Lorsque la télégraphie sans fil fit son apparition, la Tour constitua immédiatement un support d’antenne alors sans rival au monde. et M. Eiffel s’empressa de faciliter à un jeune officier du génie, le capitaine Ferrié, la création d’un poste de télégraphie sans fil à la Tour. Ce poste a été, on le sait, le berceau : de la télégraphie sans fil en France et, après bien des modifications exigées par les progrès de la science, il constitue encore un organisme précieux pour rémission des messages scientifiques et pour la diffusion par téléphonie sans fil.

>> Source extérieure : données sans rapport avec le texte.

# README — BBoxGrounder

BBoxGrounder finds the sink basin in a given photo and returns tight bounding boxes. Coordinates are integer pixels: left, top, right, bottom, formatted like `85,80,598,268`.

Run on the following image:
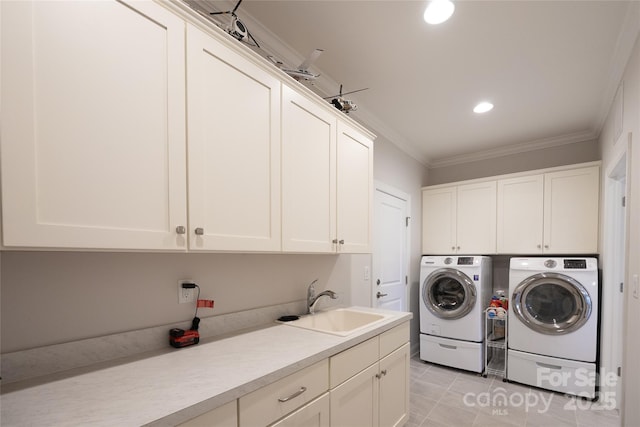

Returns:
285,308,390,336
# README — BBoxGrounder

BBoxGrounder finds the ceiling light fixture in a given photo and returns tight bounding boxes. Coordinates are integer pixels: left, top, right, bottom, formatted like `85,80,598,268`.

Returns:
473,101,493,114
424,0,456,25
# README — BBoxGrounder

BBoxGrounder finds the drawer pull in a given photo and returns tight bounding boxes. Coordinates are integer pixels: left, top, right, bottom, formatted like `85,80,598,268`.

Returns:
278,387,307,403
536,362,562,370
376,369,387,379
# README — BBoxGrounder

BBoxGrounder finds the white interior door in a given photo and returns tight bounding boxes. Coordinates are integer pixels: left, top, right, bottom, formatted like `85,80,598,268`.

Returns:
372,185,409,311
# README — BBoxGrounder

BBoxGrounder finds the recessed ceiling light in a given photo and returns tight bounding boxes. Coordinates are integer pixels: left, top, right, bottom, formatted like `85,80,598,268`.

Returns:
473,101,493,114
424,0,456,25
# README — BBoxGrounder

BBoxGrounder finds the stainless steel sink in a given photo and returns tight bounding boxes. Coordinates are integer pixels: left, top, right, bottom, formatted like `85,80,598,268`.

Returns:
284,308,391,336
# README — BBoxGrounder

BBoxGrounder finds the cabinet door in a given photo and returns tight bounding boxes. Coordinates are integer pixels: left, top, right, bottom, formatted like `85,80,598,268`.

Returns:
422,187,457,254
282,86,337,252
336,122,373,253
456,181,496,254
331,363,379,427
0,1,186,250
380,343,410,427
497,175,544,254
544,166,600,254
187,26,280,251
272,393,329,427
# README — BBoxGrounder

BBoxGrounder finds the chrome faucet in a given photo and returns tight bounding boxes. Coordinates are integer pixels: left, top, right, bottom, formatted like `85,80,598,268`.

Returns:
307,279,338,314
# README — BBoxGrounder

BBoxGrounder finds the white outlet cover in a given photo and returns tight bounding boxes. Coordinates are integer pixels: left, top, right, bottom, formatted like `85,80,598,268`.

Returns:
178,279,196,304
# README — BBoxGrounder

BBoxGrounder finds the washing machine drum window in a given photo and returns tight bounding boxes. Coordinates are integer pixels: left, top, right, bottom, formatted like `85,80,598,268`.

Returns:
512,273,591,335
422,268,477,319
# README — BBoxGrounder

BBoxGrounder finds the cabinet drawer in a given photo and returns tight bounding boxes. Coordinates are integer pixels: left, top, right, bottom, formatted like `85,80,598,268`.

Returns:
180,400,238,427
380,322,409,359
239,359,329,427
329,337,379,388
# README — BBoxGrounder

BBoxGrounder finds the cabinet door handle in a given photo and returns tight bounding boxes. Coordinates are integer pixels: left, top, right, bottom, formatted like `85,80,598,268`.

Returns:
278,387,307,403
536,362,562,370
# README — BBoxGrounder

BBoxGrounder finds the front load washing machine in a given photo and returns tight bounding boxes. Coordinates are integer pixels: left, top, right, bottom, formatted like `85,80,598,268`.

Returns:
420,255,492,372
507,257,599,398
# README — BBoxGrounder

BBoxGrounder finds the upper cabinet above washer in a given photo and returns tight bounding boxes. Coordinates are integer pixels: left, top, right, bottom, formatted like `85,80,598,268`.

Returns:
0,1,187,250
422,181,496,255
498,166,600,254
422,162,600,254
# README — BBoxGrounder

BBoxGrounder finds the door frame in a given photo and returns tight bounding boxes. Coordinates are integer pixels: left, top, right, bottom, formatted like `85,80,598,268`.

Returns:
600,133,631,411
371,180,412,311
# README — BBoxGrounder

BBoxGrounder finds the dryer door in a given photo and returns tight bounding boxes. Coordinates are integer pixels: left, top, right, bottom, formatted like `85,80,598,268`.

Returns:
422,268,477,319
511,273,592,335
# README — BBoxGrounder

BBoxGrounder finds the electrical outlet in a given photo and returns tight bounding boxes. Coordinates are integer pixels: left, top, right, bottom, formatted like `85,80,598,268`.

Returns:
178,279,196,304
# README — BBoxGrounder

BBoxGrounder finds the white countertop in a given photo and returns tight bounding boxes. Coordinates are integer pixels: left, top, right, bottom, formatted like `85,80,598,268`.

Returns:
0,307,412,426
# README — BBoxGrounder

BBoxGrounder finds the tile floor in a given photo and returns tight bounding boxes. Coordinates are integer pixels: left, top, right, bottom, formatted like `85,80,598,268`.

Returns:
406,355,620,427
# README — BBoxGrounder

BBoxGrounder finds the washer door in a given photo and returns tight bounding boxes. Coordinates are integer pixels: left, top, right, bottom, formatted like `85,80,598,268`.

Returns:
511,273,592,335
422,268,477,319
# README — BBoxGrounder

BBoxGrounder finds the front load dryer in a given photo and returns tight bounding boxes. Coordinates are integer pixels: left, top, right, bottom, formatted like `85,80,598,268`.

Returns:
420,255,492,372
507,257,599,398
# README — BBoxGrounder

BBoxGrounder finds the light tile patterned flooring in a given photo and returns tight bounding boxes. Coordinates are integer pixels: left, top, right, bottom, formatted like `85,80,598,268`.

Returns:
406,355,620,427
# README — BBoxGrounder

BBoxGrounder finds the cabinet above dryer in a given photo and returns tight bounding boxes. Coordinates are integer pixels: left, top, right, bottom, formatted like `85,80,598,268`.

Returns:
422,162,600,255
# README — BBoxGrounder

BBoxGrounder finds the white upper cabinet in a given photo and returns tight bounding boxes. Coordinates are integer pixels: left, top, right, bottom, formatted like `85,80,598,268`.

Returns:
456,181,496,254
282,86,373,253
498,166,600,254
497,174,544,254
543,166,600,253
336,121,373,253
0,0,373,253
282,85,337,252
422,181,496,254
187,26,280,251
1,1,186,250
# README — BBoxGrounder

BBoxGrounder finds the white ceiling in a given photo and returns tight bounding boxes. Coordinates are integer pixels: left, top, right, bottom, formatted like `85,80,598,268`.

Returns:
189,0,637,166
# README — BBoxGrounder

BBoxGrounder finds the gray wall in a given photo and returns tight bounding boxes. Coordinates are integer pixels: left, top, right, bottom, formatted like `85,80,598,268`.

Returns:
600,30,640,426
429,140,600,185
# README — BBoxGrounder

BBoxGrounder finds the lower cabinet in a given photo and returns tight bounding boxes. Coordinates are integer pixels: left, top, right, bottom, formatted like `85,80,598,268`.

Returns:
329,323,410,427
273,393,329,427
180,400,238,427
181,322,410,427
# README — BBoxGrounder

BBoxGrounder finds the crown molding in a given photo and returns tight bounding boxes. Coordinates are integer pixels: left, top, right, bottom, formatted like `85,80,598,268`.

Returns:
429,130,598,168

C’est à la Tour également que G. Eiffel commença les études sur la résistance de l’air qui devaient ajouter à sa gloire d’ingénieur le renom du savant pur. C’était là un sujet sur lequel son attention avait été attirée de longue date par les difficultés et les accidents imputables au vent dans la construction des ouvrages d’art. Il avait pu observer que les coefficients dont se servaient les ingénieurs pour prévoir les effets du vent étaient imprécis et que la réalité infligeait souvent de cruels démentis aux calculs.
Il fut ainsi amené à entreprendre d’abord des mesures sur des corps de formes diverses, tombant en chute libre du haut de la Tour. Des dispositifs ingénieux lui permettaient d’enregistrer à chaque instant la vitesse du corps, et la résistance de l’air. Ces premières recherches lui démontrèrent l’importance et la complexité du problème et le conduisirent à construire, à Auteuil, un laboratoire aérodynamique excellemment outillé. Il y effectua de 1909 jusqu’à ses derniers jours, des études remarquables et de la plus haute importance sur les formes des surfaces portantes en aviation et sur les hélices aériennes,
La guerre démontra l’importance fondamentale de ces travaux qui ont été un guide précieux pour tous les constructeurs aéronautiques et qui font autorité à l’étranger comme en France. Quand les hostilités éclatèrent, le laboratoire Eiffel était le’ seul centre d’études aérodynamiques, organisé et outillé dont la France disposât, et il fut largement mis à contribution, au grand bénéfice de la défense nationale.
G. Eiffel a cruellement éprouvé les effets de l’ingratitude des hommes ; mais il a assez vécu pour se voir rendre pleine justice.
Il s’est éteint paisiblement, comblé d’honneur, et laissant un nom à bon droit illustre.